While the exact etiopathogenesis for acne vulgaris is currently unknown, there are
multiple common symptoms shared among all patients with this disease. These symptoms
include excessive sebum production (secreted by sebaceous glands), excessive keratosis of
excretory ducts and openings of sebaceous glands, development of bacterial flora and release of
inflammatory mediators in the skin (Bergler-Czop, 2014). Among the many species and strains
of bacterial flora present on the facial skin, Staphylococcus epidermidis is believed to be a
probable cause of acne vulgaris development.
The bacteria S. epidermidis is a major component of human skin flora. S. epidermidis is
gram positive, coagulase-negative and believed to be a cause of acne vulgaris (Nishino, 1986). It
has a short generation time of seventeen to thirty eight minutes, which is ideal to see quick
growth (Gottenbos, 2000). It is also resistant to many antimicrobial and antibacterial agents due
to the production of a glycocalyx “slime.” These factors make S. epidermidis an ideal bacterium
for use in the study.
Because acne has multifactorial causes, the most successful treatment plans target
multiple symptoms. Patients will often use a combination of topical agents and oral antibiotics in
order to get rid of the colonizing bacteria and inflammation within the pilosebaceous unit. This is
an integral part of treating moderate to severe acne as well as acne of lesser severity (Cook,
2010). An increase in the use and duration of these antibiotic treatments, however, presents a
higher risk of resistant strains of S. epidermidis developing in the future. This problem not only
raises concern for the treatment of acne vulgaris, but also for the antibiotic resistance of other
bacterial species as well (Toyoda, 1998).
Salicylic acid is among the many topical agents available in treating acne vulgaris.

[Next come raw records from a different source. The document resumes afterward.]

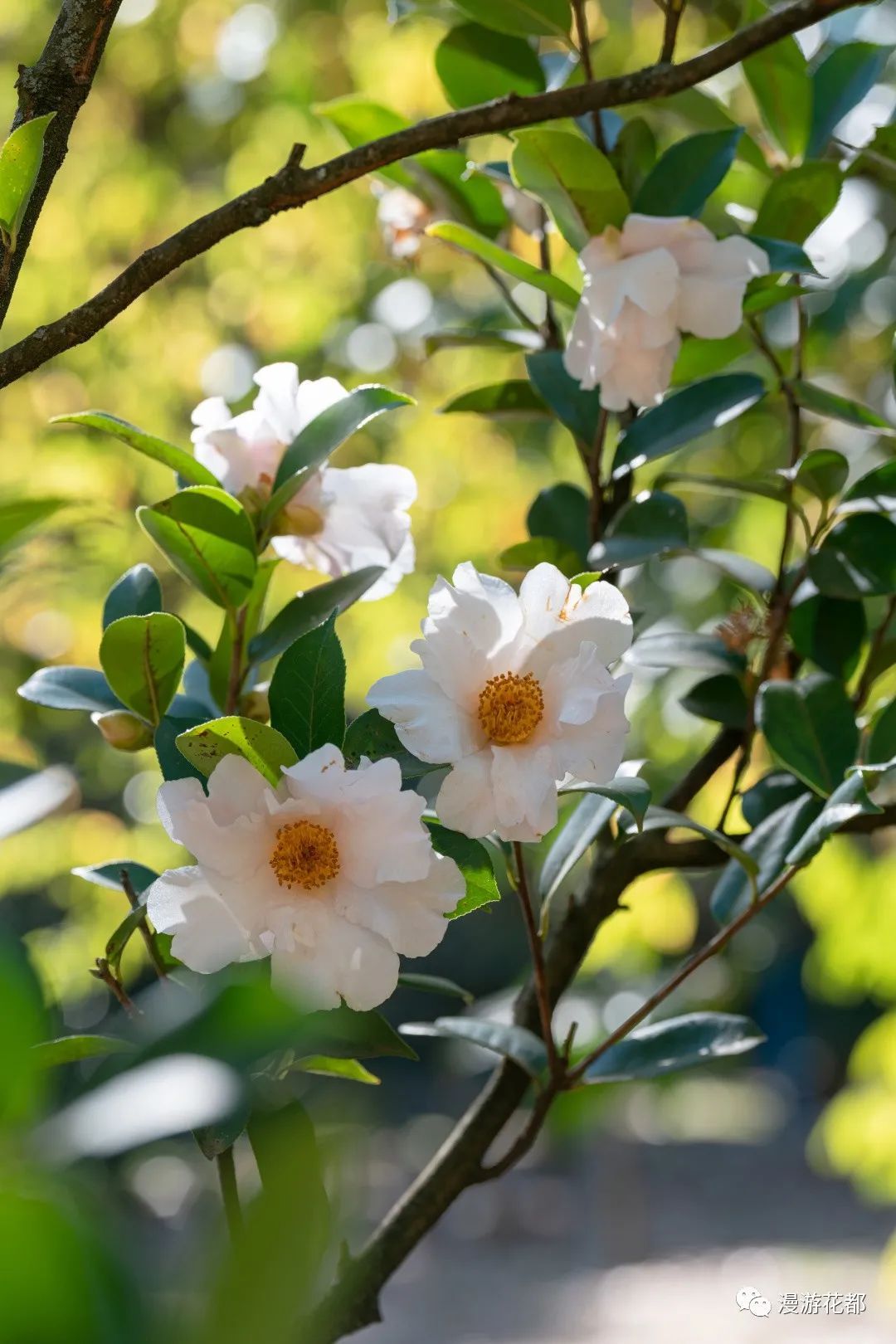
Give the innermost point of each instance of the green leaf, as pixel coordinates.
(208, 538)
(473, 860)
(516, 397)
(69, 1050)
(850, 800)
(779, 81)
(649, 524)
(830, 631)
(822, 402)
(578, 410)
(71, 689)
(811, 728)
(136, 593)
(308, 691)
(768, 845)
(722, 699)
(373, 737)
(309, 611)
(540, 550)
(109, 875)
(19, 515)
(475, 66)
(265, 749)
(572, 178)
(168, 455)
(325, 1066)
(674, 1043)
(688, 173)
(514, 1043)
(562, 513)
(143, 657)
(822, 472)
(857, 558)
(684, 650)
(839, 84)
(798, 201)
(434, 986)
(684, 416)
(520, 17)
(501, 260)
(21, 158)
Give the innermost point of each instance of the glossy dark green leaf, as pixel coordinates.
(21, 158)
(180, 461)
(722, 699)
(688, 173)
(308, 691)
(811, 726)
(373, 737)
(71, 689)
(208, 538)
(516, 397)
(798, 201)
(848, 801)
(685, 416)
(575, 182)
(839, 84)
(265, 749)
(504, 1040)
(488, 251)
(649, 524)
(577, 409)
(309, 611)
(857, 558)
(822, 402)
(143, 657)
(476, 67)
(676, 1043)
(473, 860)
(830, 631)
(768, 845)
(520, 17)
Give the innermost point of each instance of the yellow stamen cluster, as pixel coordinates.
(511, 709)
(305, 855)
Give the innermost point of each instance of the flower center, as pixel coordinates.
(511, 707)
(305, 855)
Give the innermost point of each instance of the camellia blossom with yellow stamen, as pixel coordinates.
(343, 519)
(514, 694)
(332, 875)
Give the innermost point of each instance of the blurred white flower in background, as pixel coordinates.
(644, 285)
(514, 695)
(343, 519)
(332, 875)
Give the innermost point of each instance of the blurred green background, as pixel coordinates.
(197, 100)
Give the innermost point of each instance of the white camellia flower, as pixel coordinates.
(332, 875)
(644, 285)
(514, 695)
(343, 519)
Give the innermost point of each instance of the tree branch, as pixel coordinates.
(293, 186)
(60, 81)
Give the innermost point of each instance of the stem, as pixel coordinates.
(536, 951)
(230, 1192)
(585, 54)
(715, 945)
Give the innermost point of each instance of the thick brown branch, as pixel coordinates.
(58, 81)
(295, 186)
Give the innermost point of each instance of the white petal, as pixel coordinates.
(427, 722)
(466, 799)
(206, 933)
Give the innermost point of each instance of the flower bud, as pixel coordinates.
(124, 730)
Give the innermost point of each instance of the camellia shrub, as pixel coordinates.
(659, 288)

Salicylic acid is keratolytic and works by dissolving the intercellular “cement” that holds
epithelial cells together (Akhavan, 2003). It can be found in concentrations ranging from 0.5% to
10% in acne treatment products; however, 2% is the maximum strength allowed in any
nonprescription acne product in the U.S. (Akhavan, 2003). Nonprescription acne products,
especially those containing salicylic acid, are typically a part of the initial steps taken in acne
treatment before consulting professional help. Salicylic acid is also the major metabolite of
aspirin, and has been found to mitigate two virulence phenotypes in Staphylococcus aureus
strains (Kupferwasser, 2003).
The study examines the antibacterial effects of salicylic acid concentration on S.

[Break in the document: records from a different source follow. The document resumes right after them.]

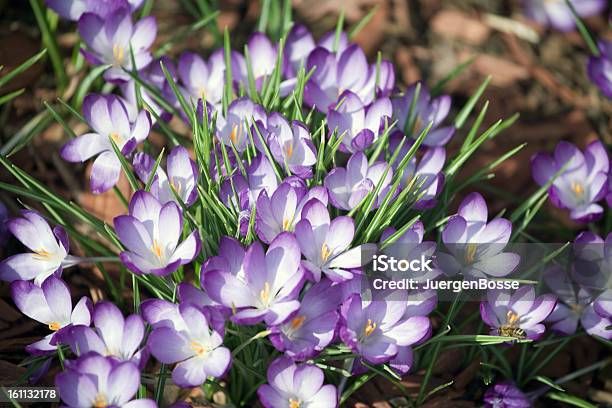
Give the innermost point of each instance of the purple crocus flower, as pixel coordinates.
(581, 185)
(426, 109)
(572, 300)
(295, 386)
(476, 246)
(347, 70)
(229, 259)
(609, 196)
(358, 127)
(113, 39)
(263, 56)
(592, 267)
(517, 315)
(110, 120)
(380, 331)
(241, 115)
(505, 394)
(298, 46)
(181, 179)
(314, 325)
(154, 76)
(283, 210)
(600, 68)
(348, 187)
(557, 14)
(50, 304)
(49, 250)
(241, 194)
(202, 80)
(426, 172)
(597, 317)
(290, 144)
(188, 339)
(97, 381)
(270, 285)
(74, 9)
(113, 335)
(151, 234)
(325, 244)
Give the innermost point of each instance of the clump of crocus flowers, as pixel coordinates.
(261, 235)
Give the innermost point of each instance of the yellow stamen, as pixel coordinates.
(471, 253)
(510, 329)
(118, 54)
(41, 255)
(512, 318)
(325, 252)
(370, 327)
(116, 138)
(235, 134)
(99, 402)
(54, 326)
(264, 295)
(198, 348)
(577, 188)
(176, 185)
(297, 322)
(157, 249)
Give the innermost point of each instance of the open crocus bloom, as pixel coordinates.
(110, 120)
(201, 79)
(283, 210)
(235, 128)
(348, 187)
(113, 335)
(572, 300)
(151, 234)
(475, 245)
(113, 39)
(290, 144)
(582, 183)
(270, 287)
(426, 172)
(97, 381)
(49, 250)
(74, 9)
(380, 330)
(180, 180)
(425, 110)
(357, 126)
(557, 14)
(336, 72)
(50, 304)
(325, 244)
(186, 338)
(597, 317)
(517, 315)
(295, 386)
(314, 325)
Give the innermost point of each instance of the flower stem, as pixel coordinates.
(436, 350)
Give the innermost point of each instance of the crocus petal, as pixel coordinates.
(105, 172)
(168, 346)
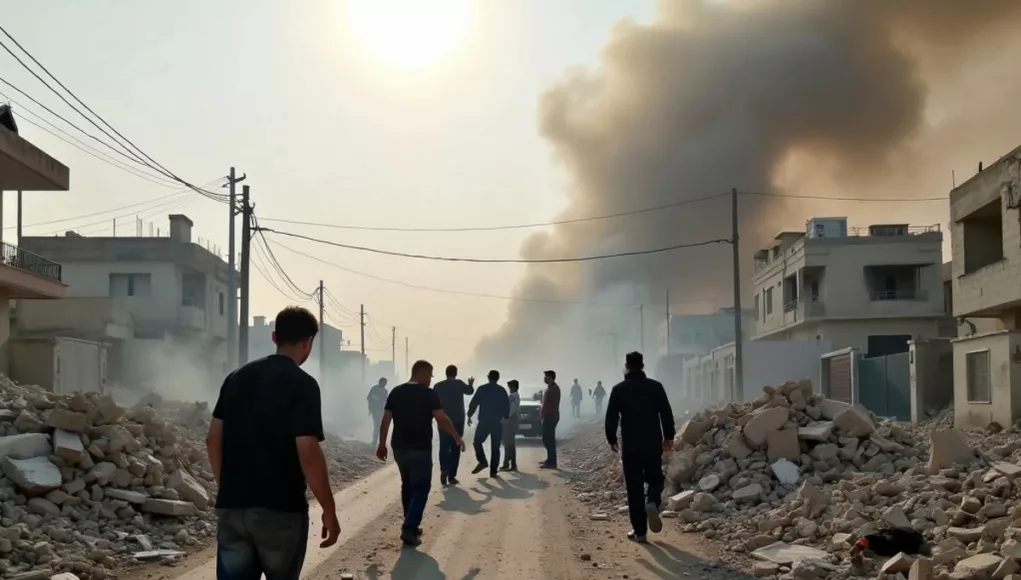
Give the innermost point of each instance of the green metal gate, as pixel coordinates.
(884, 385)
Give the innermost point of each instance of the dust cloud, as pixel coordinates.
(831, 98)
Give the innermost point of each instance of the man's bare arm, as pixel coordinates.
(214, 447)
(315, 472)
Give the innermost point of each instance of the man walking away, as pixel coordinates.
(511, 429)
(576, 396)
(646, 422)
(598, 395)
(494, 405)
(550, 415)
(451, 393)
(377, 399)
(411, 407)
(263, 446)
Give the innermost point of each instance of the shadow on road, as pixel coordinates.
(456, 499)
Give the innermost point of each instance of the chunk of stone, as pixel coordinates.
(67, 445)
(35, 476)
(26, 445)
(764, 422)
(67, 420)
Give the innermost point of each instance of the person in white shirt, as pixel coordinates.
(511, 430)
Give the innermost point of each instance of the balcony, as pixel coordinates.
(25, 275)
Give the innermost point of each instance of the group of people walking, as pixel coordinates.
(263, 447)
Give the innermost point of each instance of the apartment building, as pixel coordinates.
(23, 275)
(872, 289)
(985, 241)
(159, 301)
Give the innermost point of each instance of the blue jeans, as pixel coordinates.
(416, 467)
(491, 430)
(449, 451)
(254, 541)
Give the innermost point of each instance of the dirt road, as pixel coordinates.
(522, 526)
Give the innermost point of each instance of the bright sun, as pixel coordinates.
(407, 34)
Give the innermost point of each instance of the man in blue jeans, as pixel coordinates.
(411, 407)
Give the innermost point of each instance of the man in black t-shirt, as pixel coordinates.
(263, 446)
(411, 407)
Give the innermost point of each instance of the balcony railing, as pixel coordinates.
(14, 256)
(903, 294)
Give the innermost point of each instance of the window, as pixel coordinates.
(131, 285)
(977, 376)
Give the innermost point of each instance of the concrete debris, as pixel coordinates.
(794, 477)
(87, 485)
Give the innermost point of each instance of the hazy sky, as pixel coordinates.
(326, 132)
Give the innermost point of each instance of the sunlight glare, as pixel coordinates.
(407, 34)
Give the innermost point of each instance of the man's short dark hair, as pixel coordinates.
(634, 360)
(294, 325)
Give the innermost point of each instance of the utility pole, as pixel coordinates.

epidermidis. It is hypothesized that there is a difference between the antibacterial effectiveness of
amoxicillin and salicylic acid against Staphylococcus epidermidis. Conducting this experiment
will provide a greater understanding of the sole efficacy of salicylic acid on this bacterium. In
turn, this may help manufacturers develop more effective acne products, as well as
dermatologists to better diagnose and prescribe treatment plans for their patients. If salicylic acid
is found to be ineffective against S. epidermidis on its own, it may need to be paired with another
antibacterial agent in order to kill the bacteria.
Materials and Methods
Although S. epidermidis is a facultative anaerobe, it is able to thrive under aerobic
conditions. In order to determine the antibacterial effectiveness of salicylic acid on the bacteria, a
Kirby-Bauer, or disk diffusion, test was performed.

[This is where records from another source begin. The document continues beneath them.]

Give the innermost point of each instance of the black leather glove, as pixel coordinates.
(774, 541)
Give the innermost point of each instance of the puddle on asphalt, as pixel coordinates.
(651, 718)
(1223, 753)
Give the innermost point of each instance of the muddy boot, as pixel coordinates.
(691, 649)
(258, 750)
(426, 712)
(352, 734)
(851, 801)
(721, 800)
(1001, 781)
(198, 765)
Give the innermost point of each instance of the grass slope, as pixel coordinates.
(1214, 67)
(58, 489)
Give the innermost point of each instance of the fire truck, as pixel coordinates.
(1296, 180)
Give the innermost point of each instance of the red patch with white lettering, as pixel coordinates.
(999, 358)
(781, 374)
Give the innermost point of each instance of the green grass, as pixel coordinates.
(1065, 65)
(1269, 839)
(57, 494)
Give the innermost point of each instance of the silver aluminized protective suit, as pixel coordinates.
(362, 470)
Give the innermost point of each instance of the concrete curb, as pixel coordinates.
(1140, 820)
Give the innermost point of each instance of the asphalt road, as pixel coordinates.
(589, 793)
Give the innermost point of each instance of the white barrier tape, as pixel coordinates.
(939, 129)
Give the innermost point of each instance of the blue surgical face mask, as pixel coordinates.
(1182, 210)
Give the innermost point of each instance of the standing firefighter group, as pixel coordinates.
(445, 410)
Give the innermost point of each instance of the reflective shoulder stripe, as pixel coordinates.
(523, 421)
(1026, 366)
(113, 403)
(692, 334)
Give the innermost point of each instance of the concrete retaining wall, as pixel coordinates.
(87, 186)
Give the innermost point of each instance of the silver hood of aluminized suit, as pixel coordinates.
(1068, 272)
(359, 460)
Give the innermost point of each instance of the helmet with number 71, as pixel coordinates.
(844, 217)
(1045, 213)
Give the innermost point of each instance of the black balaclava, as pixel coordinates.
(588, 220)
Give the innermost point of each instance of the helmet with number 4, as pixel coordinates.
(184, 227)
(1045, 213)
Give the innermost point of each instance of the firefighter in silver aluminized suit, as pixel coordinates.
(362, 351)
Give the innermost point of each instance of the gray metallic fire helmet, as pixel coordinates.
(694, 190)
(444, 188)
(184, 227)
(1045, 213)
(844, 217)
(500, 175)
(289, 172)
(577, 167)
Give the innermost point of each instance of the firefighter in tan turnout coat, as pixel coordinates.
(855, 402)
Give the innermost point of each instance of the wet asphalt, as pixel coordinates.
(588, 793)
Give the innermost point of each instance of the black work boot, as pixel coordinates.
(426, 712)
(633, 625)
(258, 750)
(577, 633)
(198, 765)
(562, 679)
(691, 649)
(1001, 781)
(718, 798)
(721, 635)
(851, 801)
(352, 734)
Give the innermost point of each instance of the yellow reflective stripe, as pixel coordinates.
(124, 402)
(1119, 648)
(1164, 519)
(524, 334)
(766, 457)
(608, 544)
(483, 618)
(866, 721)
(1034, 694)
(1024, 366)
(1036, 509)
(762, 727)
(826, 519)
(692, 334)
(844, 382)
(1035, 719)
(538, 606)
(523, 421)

The agar medium used in the petri dishes was nutrient agar, a growth medium that
commonly contains approximately 0.5% peptone, 0.3% beef extract, 0.3% yeast extract, 1.5%
agar, 0.5% sodium chloride and distilled water by volume. The ingredients were mixed together,
the mixture was heated and poured onto sterile petri dishes. The plates were left to cool to allow
the agar to solidify.
An inoculated culture of S. epidermidis was obtained, and a lawn was spread onto each
petri dish, using aseptic technique to prevent any outside contamination. To ensure a complete
lawn, streaks were made in one direction from the top of the plate to the bottom using a sterile
cotton swab. The plate was then rotated 90 degrees, and the process was repeated.
Solutions of 1%, 2%, 5% and 10% concentrations of salicylic acid were chosen to
simulate a fair range of concentrations commonly found in both over-the-counter and
prescription acne products. Because the solubility of salicylic acid is greatly increased in hot
water, the concentrations were prepared by adding a variable amount of salicylic acid to a set
amount of hot water. Additionally, salicylic acid is more soluble in ethanol than hot water, so a
small amount of ethanol was added to the hot water to increase the solubility of salicylic acid.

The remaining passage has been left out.